24. The data processing system of claim 19, wherein the logic to process detected sequences removes the detected sequences from the buffered data flow.

25. The data processing system of claim 19, wherein the logic to process detected sequences logs the detected sequences.

26. The data processing system of claim 19, wherein the logic to scan the data flow to detect fragments of well-formed code is configured to detect fragments that do not include both starting and ending tokens determined before receiving the data flow.

27. The data processing system of claim 19, wherein the logic to scan the data flow to detect fragments of well-formed code is configured to identify viable prefixes of tokens or of sequences of tokens in the data stream.

28. The data processing system of claim 19, wherein said logic to process removes the identified fragment from the data flow, to form a modified data flow, and iteratively applies the logic to scan the data flow using the modified data flow until no well-formed code fragments are identified or a threshold number of scans has been executed.

29. An article of manufacture comprising a non-transitory machine readable data storage medium, and executable instructions for a computer program stored thereon, the executable instructions comprising:

logic to buffer a data flow received at an interface;

logic to process the detected fragments; and

logic to forward the data flow from the buffer to a destination.

30. The article of claim 29, wherein the logic to scan the data flow detects tokens that represent candidate code elements, and including logic to parse the tokens in the data flow according to a syntax graph data structure, the syntax graph encoding a syntax for a computer programming language, to identify fragments of candidate code elements which satisfy the syntax graph.

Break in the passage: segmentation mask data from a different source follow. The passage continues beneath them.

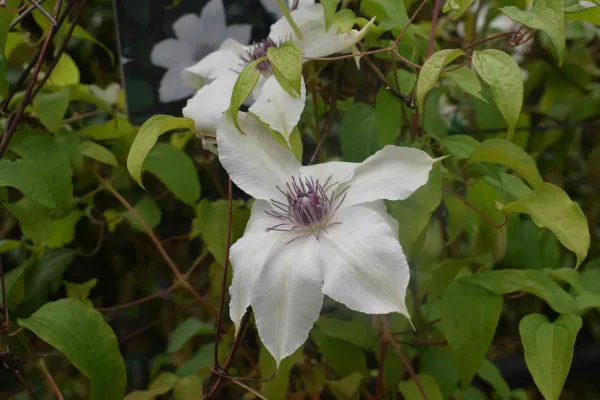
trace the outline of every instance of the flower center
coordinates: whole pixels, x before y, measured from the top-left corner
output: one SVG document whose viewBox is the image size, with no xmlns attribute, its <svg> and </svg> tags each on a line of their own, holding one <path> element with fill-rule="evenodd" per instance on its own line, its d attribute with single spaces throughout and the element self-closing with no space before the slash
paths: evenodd
<svg viewBox="0 0 600 400">
<path fill-rule="evenodd" d="M 312 177 L 293 177 L 285 190 L 278 186 L 286 201 L 271 200 L 271 209 L 266 213 L 281 220 L 281 223 L 267 228 L 267 231 L 297 230 L 318 234 L 326 229 L 333 212 L 346 197 L 346 189 L 335 193 L 336 186 L 337 183 L 331 183 L 331 177 L 324 183 Z"/>
<path fill-rule="evenodd" d="M 250 50 L 248 50 L 246 56 L 244 57 L 244 61 L 246 63 L 251 63 L 252 61 L 256 61 L 259 58 L 267 56 L 267 50 L 271 47 L 279 47 L 275 42 L 271 39 L 263 40 L 262 42 L 258 42 L 252 45 Z M 263 74 L 264 76 L 271 76 L 273 71 L 271 71 L 271 63 L 269 60 L 263 60 L 258 63 L 256 69 Z"/>
</svg>

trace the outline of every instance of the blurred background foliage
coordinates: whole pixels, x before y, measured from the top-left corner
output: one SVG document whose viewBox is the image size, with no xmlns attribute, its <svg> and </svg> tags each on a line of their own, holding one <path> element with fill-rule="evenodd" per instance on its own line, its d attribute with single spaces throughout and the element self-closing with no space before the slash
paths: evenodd
<svg viewBox="0 0 600 400">
<path fill-rule="evenodd" d="M 499 27 L 492 22 L 500 14 L 498 7 L 523 9 L 525 3 L 486 1 L 458 21 L 452 13 L 440 13 L 436 49 L 460 48 L 518 29 L 519 25 Z M 575 6 L 566 3 L 565 7 Z M 48 1 L 44 7 L 52 10 L 53 4 Z M 384 0 L 344 4 L 357 16 L 378 17 L 384 27 L 378 33 L 383 35 L 371 33 L 365 44 L 373 48 L 388 46 L 419 5 L 410 0 L 404 5 Z M 399 43 L 398 52 L 414 63 L 422 64 L 427 56 L 433 6 L 427 2 Z M 139 7 L 144 12 L 144 6 Z M 119 361 L 88 347 L 77 350 L 81 353 L 75 358 L 81 358 L 75 362 L 68 349 L 54 346 L 67 359 L 46 343 L 60 338 L 38 335 L 42 341 L 32 333 L 38 328 L 28 318 L 62 298 L 92 304 L 114 331 L 125 361 L 126 391 L 138 391 L 128 399 L 197 399 L 211 372 L 215 315 L 223 294 L 227 176 L 193 133 L 181 129 L 161 136 L 148 155 L 146 190 L 130 177 L 125 163 L 138 127 L 127 120 L 124 92 L 116 86 L 122 77 L 114 15 L 111 1 L 88 2 L 79 28 L 44 88 L 25 109 L 0 162 L 0 253 L 11 352 L 5 365 L 0 362 L 0 398 L 29 398 L 26 386 L 36 398 L 53 398 L 48 371 L 65 399 L 85 398 L 90 391 L 99 399 L 115 398 L 107 386 L 125 384 L 117 383 L 122 377 L 109 379 Z M 50 29 L 44 16 L 34 11 L 8 32 L 7 21 L 13 16 L 0 7 L 0 38 L 5 38 L 0 43 L 4 49 L 0 73 L 6 77 L 0 80 L 2 99 L 7 98 L 7 84 L 17 82 Z M 596 309 L 600 303 L 595 297 L 600 295 L 599 32 L 589 23 L 566 20 L 567 46 L 560 67 L 549 37 L 540 31 L 516 48 L 507 37 L 477 47 L 501 49 L 518 60 L 524 104 L 511 141 L 532 157 L 544 181 L 563 188 L 581 206 L 592 245 L 578 272 L 573 271 L 576 255 L 563 247 L 568 237 L 559 240 L 556 232 L 540 228 L 529 216 L 499 210 L 498 204 L 519 199 L 529 190 L 525 182 L 503 165 L 468 162 L 480 142 L 506 137 L 506 123 L 489 87 L 483 84 L 476 96 L 461 85 L 460 77 L 444 73 L 416 114 L 386 86 L 414 93 L 418 71 L 388 53 L 368 57 L 360 70 L 352 59 L 308 66 L 316 68 L 320 79 L 308 82 L 310 98 L 300 125 L 305 161 L 320 140 L 315 117 L 332 132 L 320 153 L 322 161 L 338 157 L 362 161 L 392 143 L 451 156 L 413 196 L 389 203 L 412 268 L 408 301 L 416 329 L 400 316 L 372 318 L 327 301 L 309 341 L 284 361 L 274 379 L 226 380 L 216 398 L 256 398 L 241 385 L 268 399 L 358 399 L 376 398 L 375 394 L 422 398 L 405 361 L 430 400 L 541 398 L 525 365 L 517 326 L 533 312 L 555 318 L 557 311 L 562 312 L 557 306 L 562 297 L 556 298 L 562 292 L 569 297 L 583 293 L 591 300 L 579 308 L 585 310 L 583 328 L 561 398 L 600 398 Z M 52 49 L 60 46 L 64 34 L 59 31 Z M 51 60 L 52 55 L 44 60 L 42 73 Z M 19 96 L 5 104 L 8 110 L 15 109 Z M 6 118 L 0 121 L 7 124 Z M 237 189 L 234 199 L 235 240 L 249 217 L 249 204 Z M 174 269 L 187 283 L 177 280 Z M 440 326 L 442 297 L 459 277 L 508 269 L 523 271 L 519 282 L 529 286 L 505 291 L 517 294 L 505 297 L 489 351 L 475 366 L 472 383 L 461 387 L 456 360 Z M 562 292 L 540 295 L 546 281 L 539 281 L 547 277 Z M 60 312 L 57 318 L 72 317 L 73 329 L 83 329 L 79 334 L 98 335 L 96 350 L 106 346 L 107 353 L 111 351 L 114 338 L 95 314 L 86 314 L 86 308 L 71 317 Z M 76 324 L 79 312 L 90 319 Z M 400 352 L 381 340 L 382 324 Z M 68 333 L 62 338 L 69 341 Z M 227 323 L 219 341 L 221 360 L 229 354 L 233 339 L 233 327 Z M 252 325 L 229 372 L 256 379 L 275 372 Z"/>
</svg>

31. The article of claim 29, wherein the logic to scan the data flow to detect fragments of well-formed code is configured to detect fragments that do not include a known starting token.

32. The article of claim 31, wherein the logic to scan the data flow to detect fragments of well-formed code is configured to identify viable prefixes of tokens or of sequences of tokens in the data stream.

33. The article of claim 29, wherein said logic to process removes the identified fragment from the data flow, to form a modified data flow, and iteratively applies the logic to scan the data flow using the modified data flow until no well-formed code fragments are identified or a threshold number of scans has been executed.